What would the search engines be giving the feds?
February 2nd, 2006 It was recently made public that the US government has asked MSN, Yahoo, AOL and Google for some of their search logs. They’ve all handed over the search logs - except Google who is fighting the government. This has raised a lot of concerns about privacy - Danny Sullivan has covered this fairly comprehensively.
The only contribution I’d like to make to this is to give you an idea of what the data might look like that the search engines gave the feds. Here is a link to a file containing almost half a million search terms (zip 2.2MB), from consumer search activity. The file is 7.1MB when it’s unzipped - you can open it in wordpad. It’s really interesting looking at what people search for.

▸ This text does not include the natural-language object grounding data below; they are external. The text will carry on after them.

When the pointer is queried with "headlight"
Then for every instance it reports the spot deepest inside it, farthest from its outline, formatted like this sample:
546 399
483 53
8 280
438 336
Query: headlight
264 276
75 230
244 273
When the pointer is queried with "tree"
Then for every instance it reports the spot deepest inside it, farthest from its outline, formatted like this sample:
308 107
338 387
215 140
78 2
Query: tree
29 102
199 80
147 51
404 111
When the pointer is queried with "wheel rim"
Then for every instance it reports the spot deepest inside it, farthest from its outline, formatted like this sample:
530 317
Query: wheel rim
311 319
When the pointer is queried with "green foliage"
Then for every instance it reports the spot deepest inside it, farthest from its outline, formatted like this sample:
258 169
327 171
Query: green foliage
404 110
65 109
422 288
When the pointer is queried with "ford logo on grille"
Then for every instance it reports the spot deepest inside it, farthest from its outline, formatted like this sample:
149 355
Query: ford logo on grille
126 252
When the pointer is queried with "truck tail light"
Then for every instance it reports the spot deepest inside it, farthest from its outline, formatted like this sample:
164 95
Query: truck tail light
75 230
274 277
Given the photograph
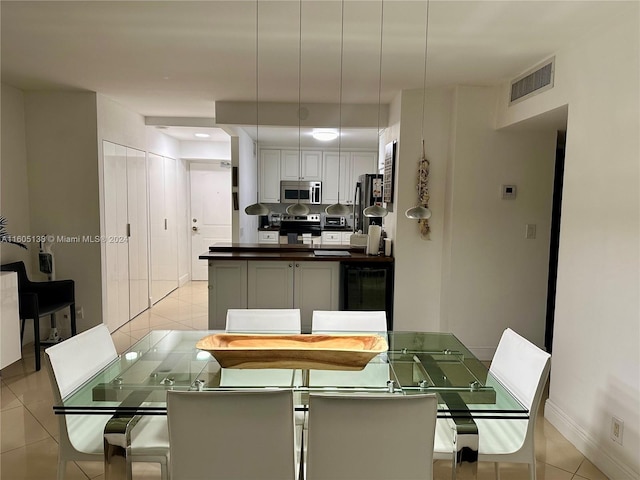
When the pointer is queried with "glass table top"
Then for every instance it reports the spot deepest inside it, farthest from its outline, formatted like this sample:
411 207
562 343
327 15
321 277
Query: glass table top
416 362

The file is from a day’s activity back in 2001. We’ve removed phone numbers and email addresses. It is ordered alphabetically and each search term is only shown once. Some processing has been done on these keywords - the terms are all lower case, have had white space and punctuation removed and some other processing performed.
This isn’t exactly the format that the search engines would have given the data to the feds and although it does make interesting reading, it does underscore how difficult it would be to get any useful information out of it. Privacy issues aside this seems like a silly request from the Department of Justice. Can anyone see how they could analyze this file to support the child protection law?
FYI - This file is not censored and does contain adult search terms - viewer discretion is advised.


February 7th, 2006 at 6:57 am
Useful, but would be more interesting to see something more up to date. Can you tell us how you came by this data and how it might be possible to get access to this without paying WordTracker lots of money?